В дверях магазинчика-ларца появилась старушка очень малого роста. Она была смуглая и морщинистая, как печёное яблоко, но здоровая и опрятная. Просторное платье-фартук в лиловый и серый цветочек, поверх чёрного тонкого джемпера - чистое и отглаженное; туфли, чёрные, из толстой кожи, на шнурках, блестят; вот только в щиколотке чулки немножко спустились. Лицо маленькое, строгое, седые волосы собраны в пучок. Глаза - голубые глаза викингов; во рту - едва он открылся - чётко видны три зуба.
- Заходите, милочка. Там, внутри, ещё больше разных вещиц. И всё настоящий уитбийский чёрный янтарь. Подделок не держим. Лучше нашего товару не сыщешь.
Стеклянная витрина прилавка напоминала саркофаг, в ней были грудой навалены нитки янтаря, маленькие и большие броши, тяжелые браслеты...
- Всё, что пожелаете, я для вас достану и покажу.

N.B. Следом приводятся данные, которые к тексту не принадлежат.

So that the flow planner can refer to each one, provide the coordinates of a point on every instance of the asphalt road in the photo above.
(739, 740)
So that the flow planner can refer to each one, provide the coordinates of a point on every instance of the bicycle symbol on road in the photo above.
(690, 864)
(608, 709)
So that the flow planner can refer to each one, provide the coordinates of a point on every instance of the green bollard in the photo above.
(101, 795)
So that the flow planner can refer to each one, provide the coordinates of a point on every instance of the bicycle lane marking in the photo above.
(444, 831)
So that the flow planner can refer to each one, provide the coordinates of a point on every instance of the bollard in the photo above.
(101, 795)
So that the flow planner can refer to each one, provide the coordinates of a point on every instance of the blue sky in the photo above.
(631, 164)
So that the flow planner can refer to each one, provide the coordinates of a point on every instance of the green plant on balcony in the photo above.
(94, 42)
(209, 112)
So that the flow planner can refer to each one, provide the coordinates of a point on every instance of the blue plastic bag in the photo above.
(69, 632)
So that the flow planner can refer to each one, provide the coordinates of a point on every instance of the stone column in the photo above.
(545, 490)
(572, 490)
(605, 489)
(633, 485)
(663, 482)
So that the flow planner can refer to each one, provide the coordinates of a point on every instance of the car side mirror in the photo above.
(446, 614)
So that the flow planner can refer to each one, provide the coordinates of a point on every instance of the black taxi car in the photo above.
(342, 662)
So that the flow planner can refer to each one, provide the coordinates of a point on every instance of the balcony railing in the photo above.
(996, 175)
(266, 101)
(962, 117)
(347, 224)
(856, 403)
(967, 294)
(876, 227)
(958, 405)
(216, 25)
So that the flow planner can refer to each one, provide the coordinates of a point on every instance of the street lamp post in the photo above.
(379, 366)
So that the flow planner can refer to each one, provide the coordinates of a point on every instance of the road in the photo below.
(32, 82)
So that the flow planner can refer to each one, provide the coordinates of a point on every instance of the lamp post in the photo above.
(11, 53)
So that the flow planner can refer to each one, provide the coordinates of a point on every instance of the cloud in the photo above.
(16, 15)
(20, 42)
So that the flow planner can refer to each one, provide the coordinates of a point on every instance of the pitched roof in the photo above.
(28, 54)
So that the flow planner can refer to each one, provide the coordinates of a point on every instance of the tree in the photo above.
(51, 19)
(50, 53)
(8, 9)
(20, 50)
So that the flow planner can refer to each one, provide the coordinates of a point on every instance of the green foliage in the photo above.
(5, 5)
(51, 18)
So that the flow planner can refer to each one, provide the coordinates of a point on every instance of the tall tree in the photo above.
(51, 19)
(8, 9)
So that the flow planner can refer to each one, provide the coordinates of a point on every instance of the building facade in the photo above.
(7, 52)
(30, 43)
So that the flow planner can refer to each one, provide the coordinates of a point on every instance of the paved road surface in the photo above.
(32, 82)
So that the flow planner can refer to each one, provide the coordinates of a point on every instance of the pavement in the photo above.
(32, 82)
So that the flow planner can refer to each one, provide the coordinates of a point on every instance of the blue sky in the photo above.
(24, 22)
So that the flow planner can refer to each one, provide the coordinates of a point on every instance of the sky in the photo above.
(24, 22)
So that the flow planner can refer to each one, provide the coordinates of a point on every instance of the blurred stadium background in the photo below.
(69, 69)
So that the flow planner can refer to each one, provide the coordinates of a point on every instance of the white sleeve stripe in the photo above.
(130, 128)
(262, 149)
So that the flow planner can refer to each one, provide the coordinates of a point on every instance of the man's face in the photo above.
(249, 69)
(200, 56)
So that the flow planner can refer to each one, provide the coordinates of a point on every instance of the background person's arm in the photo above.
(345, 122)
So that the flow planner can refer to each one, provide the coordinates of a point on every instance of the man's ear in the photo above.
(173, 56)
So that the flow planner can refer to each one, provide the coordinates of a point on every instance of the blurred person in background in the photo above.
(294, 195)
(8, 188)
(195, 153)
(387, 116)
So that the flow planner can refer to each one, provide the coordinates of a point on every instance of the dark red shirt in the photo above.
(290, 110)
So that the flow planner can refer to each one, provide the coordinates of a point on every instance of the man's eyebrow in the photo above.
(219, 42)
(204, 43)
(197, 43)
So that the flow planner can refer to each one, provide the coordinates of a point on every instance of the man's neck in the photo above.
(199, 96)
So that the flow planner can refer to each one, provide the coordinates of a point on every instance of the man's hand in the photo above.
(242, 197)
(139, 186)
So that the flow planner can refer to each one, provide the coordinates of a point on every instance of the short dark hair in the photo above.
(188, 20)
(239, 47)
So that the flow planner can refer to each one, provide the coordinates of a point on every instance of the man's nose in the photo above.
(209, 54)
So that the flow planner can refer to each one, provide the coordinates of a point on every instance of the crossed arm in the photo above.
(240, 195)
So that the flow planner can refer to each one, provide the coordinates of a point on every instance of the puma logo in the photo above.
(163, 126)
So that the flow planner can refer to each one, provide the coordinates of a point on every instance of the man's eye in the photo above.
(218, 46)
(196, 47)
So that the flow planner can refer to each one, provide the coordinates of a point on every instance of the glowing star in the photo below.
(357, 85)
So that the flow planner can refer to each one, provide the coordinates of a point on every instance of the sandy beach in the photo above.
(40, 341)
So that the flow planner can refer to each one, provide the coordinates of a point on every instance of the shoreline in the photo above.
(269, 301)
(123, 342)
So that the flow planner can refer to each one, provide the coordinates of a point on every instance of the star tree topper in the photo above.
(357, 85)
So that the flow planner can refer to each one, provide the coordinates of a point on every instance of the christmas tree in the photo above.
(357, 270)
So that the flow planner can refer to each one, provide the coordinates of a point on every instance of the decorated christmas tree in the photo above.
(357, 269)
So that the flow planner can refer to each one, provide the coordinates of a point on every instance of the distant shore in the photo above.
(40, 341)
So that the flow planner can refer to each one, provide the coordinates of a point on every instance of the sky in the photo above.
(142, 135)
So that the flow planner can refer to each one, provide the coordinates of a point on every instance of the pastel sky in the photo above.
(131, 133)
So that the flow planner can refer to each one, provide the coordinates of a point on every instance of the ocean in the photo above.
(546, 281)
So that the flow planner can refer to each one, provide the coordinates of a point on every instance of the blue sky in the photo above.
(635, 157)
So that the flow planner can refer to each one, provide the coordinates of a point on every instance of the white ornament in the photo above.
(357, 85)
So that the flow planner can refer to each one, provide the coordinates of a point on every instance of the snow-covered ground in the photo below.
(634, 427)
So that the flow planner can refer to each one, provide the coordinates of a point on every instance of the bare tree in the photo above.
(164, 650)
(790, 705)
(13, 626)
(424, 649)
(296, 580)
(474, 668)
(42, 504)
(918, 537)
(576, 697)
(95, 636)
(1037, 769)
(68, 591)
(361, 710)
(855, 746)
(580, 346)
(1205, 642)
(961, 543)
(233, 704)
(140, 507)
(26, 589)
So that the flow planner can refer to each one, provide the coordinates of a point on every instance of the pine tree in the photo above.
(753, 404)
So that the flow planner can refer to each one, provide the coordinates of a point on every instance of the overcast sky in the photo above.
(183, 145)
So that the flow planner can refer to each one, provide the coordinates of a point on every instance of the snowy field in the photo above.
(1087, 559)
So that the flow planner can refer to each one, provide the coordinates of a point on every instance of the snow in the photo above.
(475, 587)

- Вот что-то интересное...
"Что-то" оказалось овальным медальоном, где вырезанная в полный рост женская фигура, слегка античных очертаний, склонялась над урной, из которой струилась вода.
- Это, милочка, викторианский траурный медальон. Вырезал его, поди, сам Томас Эндрюс. Тот самый, Её Величества янтарных дел мастер. Хорошие были тогда денёчки для Уитби, как скончался принц-консорт. Люди в те поры любили вспоминать своих покойных. Не то что нынче. Нынче с глаз долой, из сердца вон...
Мод положила медальон и попросила посмотреть "брошь дружбы" с витрины. Роланд между тем изучал бархатную картонку с прихотливыми брошами и перстнями, изготовленными из косиц и плетений нитей, очевидно, шёлковых, одни заключали в себе янтарь, другие были усыпаны жемчугом.
- Смотрится симпатично. Янтарь, жемчуг, шёлк.
- Э-э, нет, сударь. Это не шёлк! Это человеческие волосы. Траурная брошь, с волосами внутри. Посмотрите, у всех этих брошей по ободку написано "In memoriam". <В память (лат.).> Они срезали локон с покойного или с покойницы на смертном одре. У волос, стало быть, жизнь продолжалась.
Роланд поглядел сквозь стекло на переплетённые прядки тонких волос.
- Старые мастера с выдумкой работали, - продолжала владелица магазина, усаживаясь на свой высокий стул за прилавком. - Чего только не изобретали из волос. Посмотрите - цепочка волосяного плетенья для часов. Или вот, извольте, браслет, как есть самая тонкая работа, из тёмного волоса, а застёжка, видите, золотое сердечко...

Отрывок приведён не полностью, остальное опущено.